HEFEI - More than 1,200 years ago, Han Yu, a Tang Dynasty (618-907) politician, issued a proclamation against the crocodiles living in a creek in South China.

After sacrificing a pig and a goat, Han, known for his exemplary prose style, read the proclamation asking the 6-meter-long predators to leave the area within seven days or he would show no mercy.

The area is now known as the Hanjiang River Delta - named after him - in Guangdong province.

Han has now been further recognized by a team of researchers from China, Japan and the United States studying partially fossilized remains of a crocodilian found in southeastern China.
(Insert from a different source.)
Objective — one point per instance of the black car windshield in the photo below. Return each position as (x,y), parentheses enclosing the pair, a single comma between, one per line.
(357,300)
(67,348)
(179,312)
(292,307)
They have named the new species Hanyusuchus sinensis.

The researchers said it could serve as a missing link to settle debate on the crocodilian family tree.
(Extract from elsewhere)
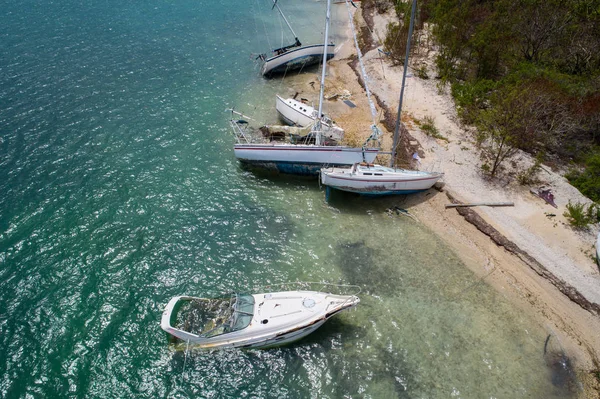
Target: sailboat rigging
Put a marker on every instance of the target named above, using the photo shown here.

Three families of crocodilians roam Earth today: sharp-nosed crocodiles, blunt-nosed alligators and lesser-known gharials, with thinner snouts.

The researchers studied crocodilian remains housed in four museums in Guangdong that were found at a dig site in southeastern China and labeled for years as crocodile skeletons.
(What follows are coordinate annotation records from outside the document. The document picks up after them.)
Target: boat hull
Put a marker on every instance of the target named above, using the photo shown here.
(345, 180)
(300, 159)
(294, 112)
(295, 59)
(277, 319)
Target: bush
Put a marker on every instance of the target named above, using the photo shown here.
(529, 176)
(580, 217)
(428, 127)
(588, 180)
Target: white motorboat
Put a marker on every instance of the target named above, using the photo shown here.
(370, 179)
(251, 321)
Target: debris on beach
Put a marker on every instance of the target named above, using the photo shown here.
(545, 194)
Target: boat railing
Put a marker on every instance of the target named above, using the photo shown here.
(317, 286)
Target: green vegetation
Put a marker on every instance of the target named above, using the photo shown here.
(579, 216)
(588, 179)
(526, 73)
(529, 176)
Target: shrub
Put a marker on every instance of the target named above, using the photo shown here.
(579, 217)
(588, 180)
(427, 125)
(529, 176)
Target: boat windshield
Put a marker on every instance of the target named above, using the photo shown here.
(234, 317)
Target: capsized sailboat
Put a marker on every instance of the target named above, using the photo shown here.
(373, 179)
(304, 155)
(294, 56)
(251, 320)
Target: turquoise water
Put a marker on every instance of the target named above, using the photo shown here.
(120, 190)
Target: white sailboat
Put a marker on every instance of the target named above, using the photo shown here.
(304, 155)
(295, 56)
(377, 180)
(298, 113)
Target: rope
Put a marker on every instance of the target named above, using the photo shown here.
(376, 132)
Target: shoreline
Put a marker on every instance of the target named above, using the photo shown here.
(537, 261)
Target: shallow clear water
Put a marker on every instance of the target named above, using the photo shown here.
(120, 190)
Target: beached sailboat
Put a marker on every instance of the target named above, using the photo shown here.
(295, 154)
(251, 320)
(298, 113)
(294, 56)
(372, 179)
According to the paper published in Proceedings of the Royal Society B, the researchers found Hanyusuchus sinensis shared some significant skull features with gharials and had a vocal structure only known in male Indian gharials. Carbon dating showed the bones dated back some 3,000 years, during China's Bronze Age.

Genetic evidence indicates that alligators were the first to split from the original crocodilian, followed by gharials and later crocodiles. While the timeline may go against intuition, because crocodiles and alligators resemble each other more than gharials, the researchers said that the new species is intermediate in body shape between gharials and the other two, filling the gap in the evolutionary tree.

The researchers also found chop marks on the skulls of Hanyusuchus sinensis, indicating that it had been killed or even beheaded by heavy bronze tools. Crocodilians play a key role in maintaining the freshwater ecosystems as top predators, they said, noting that humans were responsible for the extinction of Hanyusuchus sinensis about 300 years ago.

Liu Jun, from Hefei University of Technology, was the corresponding author of the research. He said crocodilian bones had been found at many archaeological sites in China and had been thought to belong to Chinese alligators. But the team's discovery could challenge that.

Liu said that as the only reptile feasting on humans in ancient China, Hanyusuchus sinensis may have even left marks on ancient Chinese civilization, such as legends about dragons.

In future studies, the researchers hope to extract ancient DNA samples from soft tissue preserved in the partially fossilized bones, which may provide a more accurate picture of the crocodilian family tree.